A top White House official recently traveled to Damascus for secret talks with the Assad regime, marking the first time such a high-level U.S. official has met in Syria with the isolated government in more than a decade, according to Trump administration officials and others familiar with the negotiations.
Kash Patel, a deputy assistant to President Trump and the top White House counterterrorism official, went to Damascus earlier this year in an effort to secure release of at least two Americans believed to be held by President Bashar al-Assad, the officials said. Officials familiar with the trip declined to say who Mr. Patel met with during his trip.
The last known talks between White House and Syrian officials in Damascus took place in 2010. The U.S. cut off diplomatic relations with Syria in 2012 to protest Mr. Assad’s brutal crackdown on protesters calling for an end to his regime.
U.S. officials are hoping a deal with Mr. Assad would lead to freedom for Austin Tice, a freelance journalist and former Marine officer who disappeared while reporting in Syria in 2012, and Majd Kamalmaz, a Syrian-American therapist who disappeared after being stopped at a Syrian government checkpoint in 2017. At least four other Americans are believed to be held by the Syrian government, but little is known about those cases.
Ibrahim Kamalmaz, one of Mr. Kamalmaz’s sons, welcomed Mr. Patel’s trip as a positive step in trying to bring his father home.
“This administration is committed to our dad’s case, and we continue to speak with officials at the highest levels of the U.S. Government to bring dad home,” he said Sunday.
A State Department spokeswoman declined to comment. White House officials didn’t respond to requests for comment. The Syrian mission to the United Nations didn’t immediately respond to a request for comment on the visit.
Both the Trump and Obama administrations worked to isolate Mr. Assad, who has enlisted help from Russia and Iran to suppress popular protests and armed resistance that has unsuccessfully sought to force him from power. The nearly decadelong war has fractured the country and left nearly a half-million people dead. Earlier this year, the Trump administration imposed punishing new economic sanctions on Syria that have further marginalized the Assad regime.
In March, Mr. Trump wrote Mr. Assad a private letter proposing a “direct dialogue” about Mr. Tice, and administration officials have tried a variety of ways to negotiate a deal.
Last week, Lebanon’s top security chief, Abbas Ibrahim, met at the White House with Robert O’Brien, the White House national security adviser, to discuss the Americans held in Syria, according to people involved in the talks.
Mr.

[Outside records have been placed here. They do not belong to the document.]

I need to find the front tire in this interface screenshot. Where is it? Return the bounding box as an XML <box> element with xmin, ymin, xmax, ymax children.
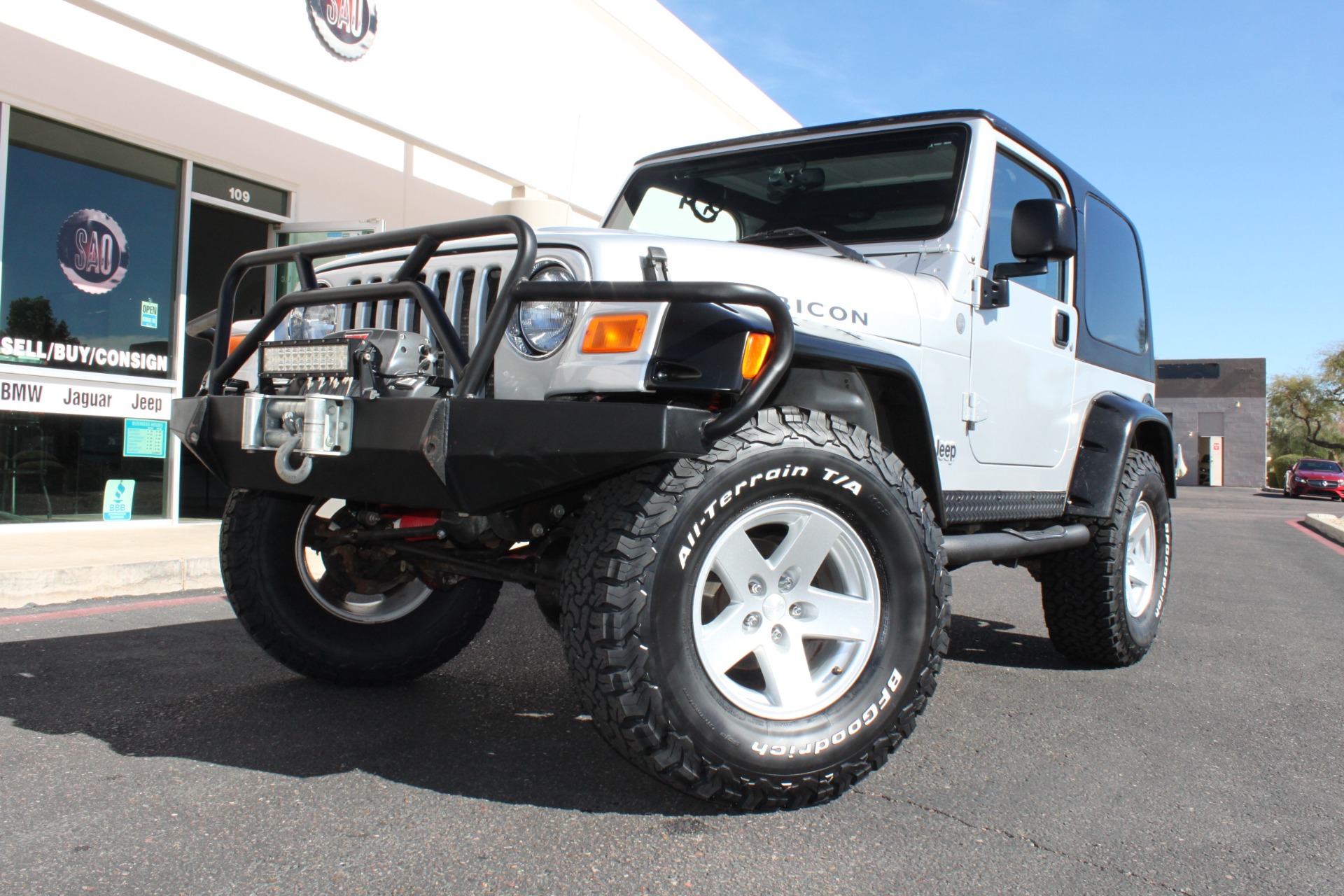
<box><xmin>562</xmin><ymin>408</ymin><xmax>950</xmax><ymax>810</ymax></box>
<box><xmin>1040</xmin><ymin>451</ymin><xmax>1172</xmax><ymax>666</ymax></box>
<box><xmin>219</xmin><ymin>490</ymin><xmax>500</xmax><ymax>685</ymax></box>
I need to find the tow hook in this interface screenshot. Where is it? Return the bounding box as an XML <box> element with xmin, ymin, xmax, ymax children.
<box><xmin>276</xmin><ymin>433</ymin><xmax>313</xmax><ymax>485</ymax></box>
<box><xmin>242</xmin><ymin>392</ymin><xmax>355</xmax><ymax>485</ymax></box>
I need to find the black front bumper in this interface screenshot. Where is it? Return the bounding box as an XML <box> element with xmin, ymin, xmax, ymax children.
<box><xmin>171</xmin><ymin>395</ymin><xmax>713</xmax><ymax>513</ymax></box>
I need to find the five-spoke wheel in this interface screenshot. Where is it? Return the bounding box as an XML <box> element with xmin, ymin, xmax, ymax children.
<box><xmin>692</xmin><ymin>498</ymin><xmax>881</xmax><ymax>719</ymax></box>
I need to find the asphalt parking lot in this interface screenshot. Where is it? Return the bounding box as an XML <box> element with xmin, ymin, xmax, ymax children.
<box><xmin>0</xmin><ymin>489</ymin><xmax>1344</xmax><ymax>895</ymax></box>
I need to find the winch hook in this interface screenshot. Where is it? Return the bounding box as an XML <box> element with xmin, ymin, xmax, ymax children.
<box><xmin>276</xmin><ymin>433</ymin><xmax>313</xmax><ymax>485</ymax></box>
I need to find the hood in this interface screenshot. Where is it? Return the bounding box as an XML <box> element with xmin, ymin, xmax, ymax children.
<box><xmin>317</xmin><ymin>227</ymin><xmax>953</xmax><ymax>344</ymax></box>
<box><xmin>538</xmin><ymin>227</ymin><xmax>924</xmax><ymax>344</ymax></box>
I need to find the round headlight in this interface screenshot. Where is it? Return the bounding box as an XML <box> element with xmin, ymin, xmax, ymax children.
<box><xmin>510</xmin><ymin>262</ymin><xmax>574</xmax><ymax>357</ymax></box>
<box><xmin>517</xmin><ymin>302</ymin><xmax>574</xmax><ymax>355</ymax></box>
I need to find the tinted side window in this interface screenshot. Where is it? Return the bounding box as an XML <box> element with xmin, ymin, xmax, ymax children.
<box><xmin>1084</xmin><ymin>196</ymin><xmax>1148</xmax><ymax>355</ymax></box>
<box><xmin>985</xmin><ymin>153</ymin><xmax>1063</xmax><ymax>298</ymax></box>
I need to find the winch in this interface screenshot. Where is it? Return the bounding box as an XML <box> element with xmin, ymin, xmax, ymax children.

Ibrahim, head of Lebanon’s General Security agency, has served as a vital mediator between the U.S. and Syria. Last year, he helped to secure the release of Sam Goodwin, an American traveler held for more than two months while visiting Syria as part of an attempt to visit every country in the world.
Mr. Trump has boasted in recent months of his administration’s efforts in campaign rallies, and the Republican convention featured a video of Mr. Trump meeting with Americans who had been held in India, Iran, Syria, Turkey and Venezuela.
Last week, Mr. Patel helped broker a deal that led to the release of two Americans held by Iran-backed Houthi forces in Yemen in exchange for the return of more than 200 Houthi loyalists stuck outside the fractured Middle East nation.
The Trump administration is also trying to press Venezuela to release six oil executives held since 2017. Two other Americans were arrested in May after entering Venezuela to allegedly take part in an attempted coup to overthrow President Nicolas Maduro.
The families of both Messrs. Tice and Kamalmaz believe that the two men are alive, but Syrian officials haven’t offered definitive proof.
Talks with the Assad regime haven’t gotten very far, according to people briefed on the negotiations.
The Assad regime has repeatedly demanded that the U.S. withdraw all its forces from Syria. Several hundred American forces help protect oil fields in the northeastern part of the country as part of an effort to prevent Islamic State from regaining a foothold in the country.
Concerns about the fate of both men was heightened by the death of Layla Shweikani, a 26-year-old Illinois native, who human-rights groups said was detained, tortured and executed by the Assad regime in 2016 after working as an activist and aid worker in Syria.
Mr. Trump has taken a personal interest in trying to secure Mr. Tice’s freedom, mentioning his case during a March news conference and issuing a statement on the eighth anniversary of his disappearance.